# Need some advice.



## jnewing (Oct 8, 2012)

Hey all, so I'm in need of a little advice. 

I used to be really into bows as a child/teenager growing up outdoors all the time. When I was young my father first gave me a practice bow and then later on he handed me down his longbow that I still use today. I do a lot of recreational archery as well as limited hunting. 

Recently I decided I would like to invest and get myself a good compound bow I live in a very remote area and there are NO shops that sell bows even close to me (nearest is 5 hours drive) so I'm going to have to order and have it shipped and I'm looking for advice on a few things, 

a) single cam or twin cam? what are the advantages/disadvantages of each
b) price is not really an issue for me but are some brands better than others?
c) I also noticed on a lot of sites when looking at the bow specs they say "hand" are they referring to my draw hand? or the hand i grip the bow with?
d) Any other advice / tips / do & don'ts?

I should also add, does anyone have any choices for a good compound bow package? Links?

Thanks in advance for any advice and tips.


----------



## WhitBri (Jan 30, 2007)

To answer you questions. Single or dual cam or hybrid cam is all preference each have their own feel and characteristics. I would for sure only look at bows with adjustable draw lengths meaning you can change the draw length without having to buy anything. Example Mathews single cams have draw specific cams by 1/2". New cam would cost 75 or used for around 40. Can really add up if you make a mistake and buy the wrong dl. No brand is really any better then the next no matter what you read on here. Each brand is different but not necessarily better. The hand is referring to the hand you draw with or hand on the string. Hope this helps. 
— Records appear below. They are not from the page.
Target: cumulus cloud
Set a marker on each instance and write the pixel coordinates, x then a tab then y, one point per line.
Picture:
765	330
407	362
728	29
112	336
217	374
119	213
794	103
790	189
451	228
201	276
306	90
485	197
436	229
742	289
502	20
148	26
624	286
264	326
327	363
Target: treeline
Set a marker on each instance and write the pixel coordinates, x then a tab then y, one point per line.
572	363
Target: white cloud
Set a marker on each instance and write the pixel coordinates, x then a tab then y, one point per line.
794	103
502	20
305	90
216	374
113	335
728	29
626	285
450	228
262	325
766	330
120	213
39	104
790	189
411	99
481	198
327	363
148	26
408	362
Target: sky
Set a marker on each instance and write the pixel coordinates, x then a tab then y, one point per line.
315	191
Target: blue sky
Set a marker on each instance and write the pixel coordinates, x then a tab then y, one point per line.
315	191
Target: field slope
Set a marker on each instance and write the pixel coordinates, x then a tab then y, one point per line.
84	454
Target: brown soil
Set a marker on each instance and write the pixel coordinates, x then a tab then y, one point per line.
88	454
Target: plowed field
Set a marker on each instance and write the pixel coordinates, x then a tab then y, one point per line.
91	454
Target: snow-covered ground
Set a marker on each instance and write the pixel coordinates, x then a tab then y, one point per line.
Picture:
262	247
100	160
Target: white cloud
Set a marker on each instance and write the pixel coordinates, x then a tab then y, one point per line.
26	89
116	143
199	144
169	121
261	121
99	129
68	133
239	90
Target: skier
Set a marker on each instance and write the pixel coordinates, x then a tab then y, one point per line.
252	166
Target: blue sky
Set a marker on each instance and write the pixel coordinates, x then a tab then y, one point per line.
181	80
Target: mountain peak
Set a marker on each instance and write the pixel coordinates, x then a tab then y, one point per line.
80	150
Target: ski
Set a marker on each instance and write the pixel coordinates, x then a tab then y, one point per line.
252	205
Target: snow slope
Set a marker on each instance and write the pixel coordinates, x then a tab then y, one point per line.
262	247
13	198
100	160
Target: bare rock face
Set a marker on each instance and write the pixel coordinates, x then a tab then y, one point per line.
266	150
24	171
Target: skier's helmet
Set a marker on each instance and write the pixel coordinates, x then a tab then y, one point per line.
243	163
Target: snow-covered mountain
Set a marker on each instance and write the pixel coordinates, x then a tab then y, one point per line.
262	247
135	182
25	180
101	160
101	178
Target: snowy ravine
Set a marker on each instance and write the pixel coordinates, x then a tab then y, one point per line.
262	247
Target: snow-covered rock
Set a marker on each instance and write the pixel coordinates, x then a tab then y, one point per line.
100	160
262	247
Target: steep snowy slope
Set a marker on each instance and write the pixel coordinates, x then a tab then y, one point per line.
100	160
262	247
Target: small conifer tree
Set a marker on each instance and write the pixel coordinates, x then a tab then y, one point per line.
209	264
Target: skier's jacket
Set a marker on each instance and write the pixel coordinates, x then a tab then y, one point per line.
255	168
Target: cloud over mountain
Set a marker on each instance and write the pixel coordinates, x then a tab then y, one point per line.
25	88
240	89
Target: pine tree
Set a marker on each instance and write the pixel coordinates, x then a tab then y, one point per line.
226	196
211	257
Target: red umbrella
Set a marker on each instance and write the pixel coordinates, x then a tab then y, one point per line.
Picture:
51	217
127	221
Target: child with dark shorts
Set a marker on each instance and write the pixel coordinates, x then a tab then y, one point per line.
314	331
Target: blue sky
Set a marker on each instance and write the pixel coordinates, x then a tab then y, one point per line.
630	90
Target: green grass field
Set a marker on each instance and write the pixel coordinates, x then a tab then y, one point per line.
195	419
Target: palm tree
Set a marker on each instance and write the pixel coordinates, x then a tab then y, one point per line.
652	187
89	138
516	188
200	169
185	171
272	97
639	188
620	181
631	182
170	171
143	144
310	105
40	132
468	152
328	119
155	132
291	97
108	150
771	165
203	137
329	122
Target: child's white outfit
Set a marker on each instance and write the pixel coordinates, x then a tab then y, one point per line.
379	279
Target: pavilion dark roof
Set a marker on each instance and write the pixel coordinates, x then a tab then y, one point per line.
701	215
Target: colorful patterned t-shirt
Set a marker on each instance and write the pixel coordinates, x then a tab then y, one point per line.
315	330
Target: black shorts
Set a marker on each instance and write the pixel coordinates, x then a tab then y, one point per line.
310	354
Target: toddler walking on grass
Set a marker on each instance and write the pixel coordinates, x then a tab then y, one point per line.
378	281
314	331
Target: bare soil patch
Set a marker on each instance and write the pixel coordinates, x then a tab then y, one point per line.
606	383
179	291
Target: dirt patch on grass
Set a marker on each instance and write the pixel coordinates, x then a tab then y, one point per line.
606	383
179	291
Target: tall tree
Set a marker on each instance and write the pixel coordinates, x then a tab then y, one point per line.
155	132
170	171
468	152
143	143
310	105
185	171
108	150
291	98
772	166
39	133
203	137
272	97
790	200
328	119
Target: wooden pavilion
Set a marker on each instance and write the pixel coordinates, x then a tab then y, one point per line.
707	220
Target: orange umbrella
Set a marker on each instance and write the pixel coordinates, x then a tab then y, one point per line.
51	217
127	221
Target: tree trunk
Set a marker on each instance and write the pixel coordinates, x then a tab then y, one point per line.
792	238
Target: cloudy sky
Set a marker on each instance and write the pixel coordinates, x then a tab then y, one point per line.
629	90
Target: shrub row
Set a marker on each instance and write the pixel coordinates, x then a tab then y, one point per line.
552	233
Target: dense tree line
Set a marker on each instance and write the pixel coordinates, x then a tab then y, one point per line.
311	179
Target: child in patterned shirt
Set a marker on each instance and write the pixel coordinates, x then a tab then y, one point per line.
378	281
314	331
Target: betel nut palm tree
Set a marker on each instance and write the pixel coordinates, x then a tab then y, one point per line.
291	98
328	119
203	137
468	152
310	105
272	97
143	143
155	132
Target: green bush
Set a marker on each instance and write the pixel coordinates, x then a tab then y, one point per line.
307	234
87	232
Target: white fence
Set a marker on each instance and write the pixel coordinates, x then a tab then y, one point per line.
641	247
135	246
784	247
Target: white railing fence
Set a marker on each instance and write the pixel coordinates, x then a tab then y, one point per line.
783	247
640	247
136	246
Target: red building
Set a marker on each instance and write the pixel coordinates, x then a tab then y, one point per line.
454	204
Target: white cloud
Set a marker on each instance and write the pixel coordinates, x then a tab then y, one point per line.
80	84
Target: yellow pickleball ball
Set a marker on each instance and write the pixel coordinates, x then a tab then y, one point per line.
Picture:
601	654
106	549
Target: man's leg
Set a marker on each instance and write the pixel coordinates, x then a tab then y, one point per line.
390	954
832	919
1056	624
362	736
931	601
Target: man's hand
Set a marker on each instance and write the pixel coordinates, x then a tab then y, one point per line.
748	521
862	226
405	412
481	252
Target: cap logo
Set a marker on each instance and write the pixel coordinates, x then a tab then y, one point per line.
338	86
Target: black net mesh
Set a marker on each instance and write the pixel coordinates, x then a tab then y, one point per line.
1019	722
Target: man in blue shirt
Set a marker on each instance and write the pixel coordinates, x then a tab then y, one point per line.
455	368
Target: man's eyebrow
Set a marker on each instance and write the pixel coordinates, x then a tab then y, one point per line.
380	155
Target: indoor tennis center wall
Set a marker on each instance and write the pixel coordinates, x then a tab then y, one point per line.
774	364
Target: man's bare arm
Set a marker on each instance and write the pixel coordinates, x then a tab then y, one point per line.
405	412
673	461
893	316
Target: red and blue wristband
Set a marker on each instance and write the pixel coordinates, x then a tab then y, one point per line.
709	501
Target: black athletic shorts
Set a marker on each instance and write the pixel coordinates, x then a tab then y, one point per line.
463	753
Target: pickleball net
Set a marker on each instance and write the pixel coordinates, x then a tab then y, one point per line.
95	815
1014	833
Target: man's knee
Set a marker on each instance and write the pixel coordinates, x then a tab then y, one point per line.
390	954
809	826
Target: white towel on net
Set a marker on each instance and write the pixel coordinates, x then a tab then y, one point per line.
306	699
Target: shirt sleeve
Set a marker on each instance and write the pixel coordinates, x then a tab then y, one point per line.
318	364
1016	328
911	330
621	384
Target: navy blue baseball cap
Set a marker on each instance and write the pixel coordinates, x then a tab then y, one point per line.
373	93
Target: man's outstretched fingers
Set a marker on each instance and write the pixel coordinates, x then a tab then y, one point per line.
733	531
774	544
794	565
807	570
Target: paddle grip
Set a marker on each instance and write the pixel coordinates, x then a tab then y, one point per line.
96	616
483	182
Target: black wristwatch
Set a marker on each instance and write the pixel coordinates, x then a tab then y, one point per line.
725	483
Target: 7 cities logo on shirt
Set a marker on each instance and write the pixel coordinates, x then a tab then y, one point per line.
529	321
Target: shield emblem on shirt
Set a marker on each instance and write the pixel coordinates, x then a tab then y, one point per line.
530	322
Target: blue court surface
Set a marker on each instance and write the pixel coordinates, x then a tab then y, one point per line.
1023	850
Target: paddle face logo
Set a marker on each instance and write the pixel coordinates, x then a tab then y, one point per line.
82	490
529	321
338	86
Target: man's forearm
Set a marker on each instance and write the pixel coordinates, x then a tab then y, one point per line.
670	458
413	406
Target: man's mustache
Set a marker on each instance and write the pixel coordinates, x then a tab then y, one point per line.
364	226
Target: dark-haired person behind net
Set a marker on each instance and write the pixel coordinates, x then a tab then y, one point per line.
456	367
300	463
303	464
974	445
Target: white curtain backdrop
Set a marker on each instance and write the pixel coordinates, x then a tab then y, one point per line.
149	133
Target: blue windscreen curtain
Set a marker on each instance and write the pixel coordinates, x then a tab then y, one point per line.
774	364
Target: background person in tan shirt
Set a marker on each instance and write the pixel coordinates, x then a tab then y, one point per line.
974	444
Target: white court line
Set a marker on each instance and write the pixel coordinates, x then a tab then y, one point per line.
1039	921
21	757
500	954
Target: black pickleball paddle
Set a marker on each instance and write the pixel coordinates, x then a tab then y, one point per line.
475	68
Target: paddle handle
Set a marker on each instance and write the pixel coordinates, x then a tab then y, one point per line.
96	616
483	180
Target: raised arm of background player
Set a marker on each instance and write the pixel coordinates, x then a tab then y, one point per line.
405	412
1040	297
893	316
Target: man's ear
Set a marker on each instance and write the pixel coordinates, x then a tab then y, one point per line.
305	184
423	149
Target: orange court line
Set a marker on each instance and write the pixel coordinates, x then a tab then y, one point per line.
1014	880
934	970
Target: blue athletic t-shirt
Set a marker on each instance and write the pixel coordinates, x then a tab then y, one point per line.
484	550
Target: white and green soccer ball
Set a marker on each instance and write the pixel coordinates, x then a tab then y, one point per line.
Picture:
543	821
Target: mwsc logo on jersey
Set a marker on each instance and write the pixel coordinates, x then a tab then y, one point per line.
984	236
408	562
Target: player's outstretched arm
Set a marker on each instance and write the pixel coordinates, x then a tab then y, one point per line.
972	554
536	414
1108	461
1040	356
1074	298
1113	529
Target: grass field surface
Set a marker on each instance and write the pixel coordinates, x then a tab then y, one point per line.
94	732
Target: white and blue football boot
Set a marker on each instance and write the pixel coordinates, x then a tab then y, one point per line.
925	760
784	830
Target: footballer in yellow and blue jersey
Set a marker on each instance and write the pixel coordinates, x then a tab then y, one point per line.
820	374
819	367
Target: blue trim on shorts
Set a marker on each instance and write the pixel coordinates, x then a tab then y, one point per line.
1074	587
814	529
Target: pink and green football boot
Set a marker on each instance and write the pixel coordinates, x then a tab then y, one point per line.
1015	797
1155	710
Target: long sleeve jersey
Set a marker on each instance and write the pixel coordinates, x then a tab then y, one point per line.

Sent from my iPhone using Tapatalk


----------



## jnewing (Oct 8, 2012)

This is a huge help thank you. Now just to find a good place to buy a bow online and pref. in Canada.


----------



## WhitBri (Jan 30, 2007)

Buying online is tough as most of the better companies want you to buy from a pro shop only. Can always look at used or for the companies that sell online pse is probably the best


Sent from my iPhone using Tapatalk


----------



## subconsciously (Aug 22, 2009)

One of the best places to buy a now online is the AT Classifieds.


----------



## jnewing (Oct 8, 2012)

Thanks for all the help etc... I ended up finding a great place in Ontario called The Archers Nook, talked with the staff there they were super helpful and a wealth of information. Ended up getting everything I need from them, I would highly recommend them to anyone, they are located in London, Ontario.

I'm setup and shooting and loving every moment of it!


----------



## Ches (Aug 3, 2009)

Jnewing
I am not a coach, so take this with a grain of salt. I think you did the right thing going to a pro shop. Based on the questions you asked, you sound very new to the sport again. To this day, I still look for good shops and pick their brains as a check of mine. Some shops just want to make a sale, others, really want to help. If you found a good one, they are money and enjoyment in your pocket. I hope you enjoy the sport and don't get frustrated when you read posts about guys hitting ants at 100 yards, they take a little salt too.

Ches.


----------



## jnewing (Oct 8, 2012)

Ches said:


> Jnewing
> I am not a coach, so take this with a grain of salt. I think you did the right thing going to a pro shop. Based on the questions you asked, you sound very new to the sport again. To this day, I still look for good shops and pick their brains as a check of mine. Some shops just want to make a sale, others, really want to help. If you found a good one, they are money and enjoyment in your pocket. I hope you enjoy the sport and don't get frustrated when you read posts about guys hitting ants at 100 yards, they take a little salt too.
> 
> Ches.


Yes it was 100% worth it finding a good shop, even if it was 12 hours drive away. I would highly recommend this is anyone who's just starting to shoot or shoot again. I've shot a longbow and a recurve since I was a kid, however even with that experience I can say first hand a compound is a different beast. Very glad I did it and very glad it was recommended. They even gave me a toll free number for the shop to call and ask anything, anytime.


----------